To quote the late, great Erma Bombeck, “I come from a family where gravy is considered a beverage.” In fact, I can still remember waking up, as a child at my Grandma’s house to the intoxicating smells emanating from her kitchen. Sunday breakfast usually consisted of bacon and eggs, hand-cut hash browns, and Lord Almighty, her sausage gravy. Gravy so thick and full of flavor, it could have been a meal by itself. The recollection of her pan gravy slathered over fried pork chops and buttered mashed potatoes, still leaves me weak in the knees. Truth is, I get a bit misty eyed when I think back on those meals.
Until my late 20’s, I was a perfect bill of health. I could eat McDonald’s, drink beer, and have a midnight snack, whenever I wanted. I never gained a pound. And then at 29, I got married. After two years of eating cheese and sausage for dinner, drinking boxed wines, and sucking down a many microbrew with my new hubby, I had gained 16 pounds! Two kids later, I had gained another 15 pounds. But it was baby number three at 41 that was the game changer. Suddenly the weight would not come off, and I began to get sick…really sick.
After lots of Google searches, I discovered that I had “silent reflux” in my last pregnancy. In other words, I had GERD, but didn’t know it was GERD, because the typical burning associated with it was conspicuously absent. The silent reflux (likely caused from a hiatal hernia) triggered my bronchial nerve, setting off severe asthma attacks. I was put on an inhaled steroid and albuterol for the last few months of pregnancy. I had my own nebulizer, and more than one trip to the emergency room because I couldn’t breathe. But because it was undiagnosed “reflux” and not true asthma, nothing the doctors prescribed helped. In fact, they made things worse. The steroids caused my blood sugar to skyrocket, leaving me with gestational diabetes and insulin shots. I became a high-risk pregnancy and had to be seen twice a week by a Maternal-Fetal Medicine (MFM) physician, with weekly ultrasounds. In the end I delivered a healthy, beautiful baby girl. But my list of chronic ills only began to pile up.
I suffered with a post-nasal drip cough and multiple bouts of sinusitis. I was often up for hours in the middle of the night (every night) drinking water just to clear my throat, leaving me tired and lethargic during the day. That first year after the baby was born, my doctor had prescribed me antibiotics four times. The horrible joint pain I had in both knees actually led me to have a medical procedure called PRP. The pain in my hands had become so bad I could scarcely bend my fingers without recoiling in agony. My doctor told me that I likely had either Rheumatoid Arthritis (RA) or Lupus. My menstrual cycles were a crime scene. In fact, I was afraid to leave the house the first day because of such extreme bleeding.
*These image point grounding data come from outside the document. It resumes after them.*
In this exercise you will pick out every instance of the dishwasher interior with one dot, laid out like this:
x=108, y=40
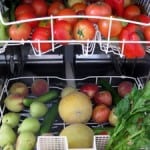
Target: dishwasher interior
x=70, y=65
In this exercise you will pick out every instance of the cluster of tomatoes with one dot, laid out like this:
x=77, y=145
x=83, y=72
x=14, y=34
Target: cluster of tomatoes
x=103, y=100
x=76, y=28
I soon developed a severe iron deficiency. My nails were cracked and brittle, my hair had stopped growing, and I could hardly catch my breath when walking up the stairs. I was miserable and had become a shadow of the person I once was.
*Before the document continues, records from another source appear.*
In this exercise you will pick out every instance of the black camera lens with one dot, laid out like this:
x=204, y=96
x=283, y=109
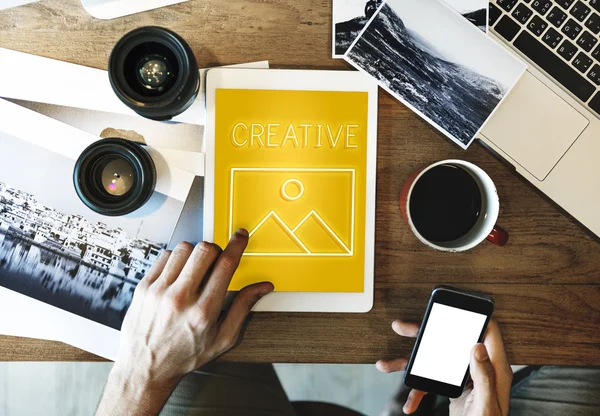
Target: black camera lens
x=114, y=176
x=117, y=175
x=154, y=72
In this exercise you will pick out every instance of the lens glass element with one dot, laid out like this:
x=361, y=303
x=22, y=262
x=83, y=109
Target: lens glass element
x=118, y=176
x=153, y=72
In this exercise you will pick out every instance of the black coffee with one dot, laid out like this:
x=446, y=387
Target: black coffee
x=445, y=203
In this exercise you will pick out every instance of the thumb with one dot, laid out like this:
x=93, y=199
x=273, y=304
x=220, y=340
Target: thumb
x=243, y=303
x=484, y=380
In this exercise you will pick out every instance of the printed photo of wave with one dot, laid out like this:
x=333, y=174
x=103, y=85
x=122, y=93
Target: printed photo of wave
x=421, y=54
x=351, y=16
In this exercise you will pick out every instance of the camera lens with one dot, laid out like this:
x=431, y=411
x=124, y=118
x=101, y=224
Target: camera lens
x=117, y=176
x=114, y=176
x=154, y=72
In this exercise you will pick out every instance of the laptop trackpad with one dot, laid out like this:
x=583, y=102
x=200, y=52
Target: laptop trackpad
x=534, y=126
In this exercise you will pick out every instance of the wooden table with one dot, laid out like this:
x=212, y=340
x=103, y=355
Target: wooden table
x=546, y=281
Then one day while at my chiropractor’s office, I began coughing. I apologized and explained to the doctor that I was constantly stuffed up and the drainage was worse when I was on my back. He asked me if I had ever been tested for a dairy allergy and encouraged me to meet with his wife a fellow chiropractor and nutritionist. On my way out, I scheduled an appointment with her to have my blood drawn for a comprehensive food allergy test. Little did I know how much that brief conversation would completely change my life.
My reflux had gotten so bad, most nights I slept in my husband’s recliner just to get to sleep. I was taking two Prilosec a day and it was only getting worse. I had developed what they called Acid Rebound, a vicious cycle between the acid blocker and the body (whose natural response to no acid, is to produce more acid).
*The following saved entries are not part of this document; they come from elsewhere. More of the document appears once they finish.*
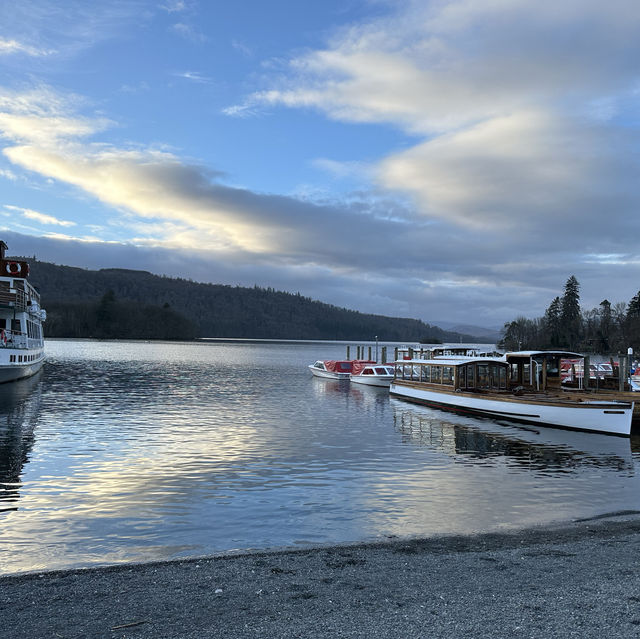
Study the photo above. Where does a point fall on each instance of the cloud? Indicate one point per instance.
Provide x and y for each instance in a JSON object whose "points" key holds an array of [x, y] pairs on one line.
{"points": [[189, 32], [66, 28], [194, 76], [435, 67], [43, 218]]}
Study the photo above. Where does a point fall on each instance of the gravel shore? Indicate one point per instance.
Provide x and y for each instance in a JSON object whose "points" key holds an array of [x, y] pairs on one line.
{"points": [[580, 579]]}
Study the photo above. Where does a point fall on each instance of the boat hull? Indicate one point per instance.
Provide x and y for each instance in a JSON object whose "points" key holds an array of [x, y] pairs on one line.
{"points": [[594, 416], [11, 373], [372, 380]]}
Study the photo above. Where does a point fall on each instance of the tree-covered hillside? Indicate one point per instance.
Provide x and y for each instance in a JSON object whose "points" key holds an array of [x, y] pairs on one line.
{"points": [[215, 310]]}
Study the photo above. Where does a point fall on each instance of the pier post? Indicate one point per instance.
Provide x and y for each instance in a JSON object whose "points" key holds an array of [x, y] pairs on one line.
{"points": [[586, 374]]}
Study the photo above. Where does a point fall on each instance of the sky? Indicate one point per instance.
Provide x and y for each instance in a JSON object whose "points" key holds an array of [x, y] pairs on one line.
{"points": [[446, 160]]}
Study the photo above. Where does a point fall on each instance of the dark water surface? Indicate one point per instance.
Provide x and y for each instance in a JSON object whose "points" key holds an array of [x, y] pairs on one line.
{"points": [[136, 451]]}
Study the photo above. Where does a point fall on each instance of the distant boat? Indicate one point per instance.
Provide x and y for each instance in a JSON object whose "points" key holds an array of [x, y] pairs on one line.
{"points": [[334, 369], [372, 374], [21, 318], [521, 386]]}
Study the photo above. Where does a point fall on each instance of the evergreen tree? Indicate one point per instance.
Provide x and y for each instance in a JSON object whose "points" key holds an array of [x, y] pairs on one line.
{"points": [[552, 323], [605, 327], [570, 313]]}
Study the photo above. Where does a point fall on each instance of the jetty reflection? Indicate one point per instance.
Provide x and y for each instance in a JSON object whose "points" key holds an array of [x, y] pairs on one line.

When I met with the doctor she spent an hour going over my IgG blood test. Dairy and eggs were definitely the biggest culprits of inflammation. Frankly, I was dizzy when I left, but I headed straight to Whole Foods. Within 11 days, I had lost 9 pounds and my energy levels soared. I learned that this was likely the amount of inflammation I was carrying around in my body tissue. Within 6 months, I was down 24 pounds, and my joint pain and reflux was gone. People told me that I was glowing!
I spent the next several months reading everything I could get my hands on about nutrition and chronic disease. I earned my Plant-Based Nutrition Certificate and am studying to become a plant-based chef. I celebrated my one-year anniversary being a vegan in April. My husband and kids have since joined me in a whole food, plant-based (WFPB) lifestyle and my husband is down nearly 70 pounds from his highest weight. By changing my diet, I gained more than my health back. I gained my life back.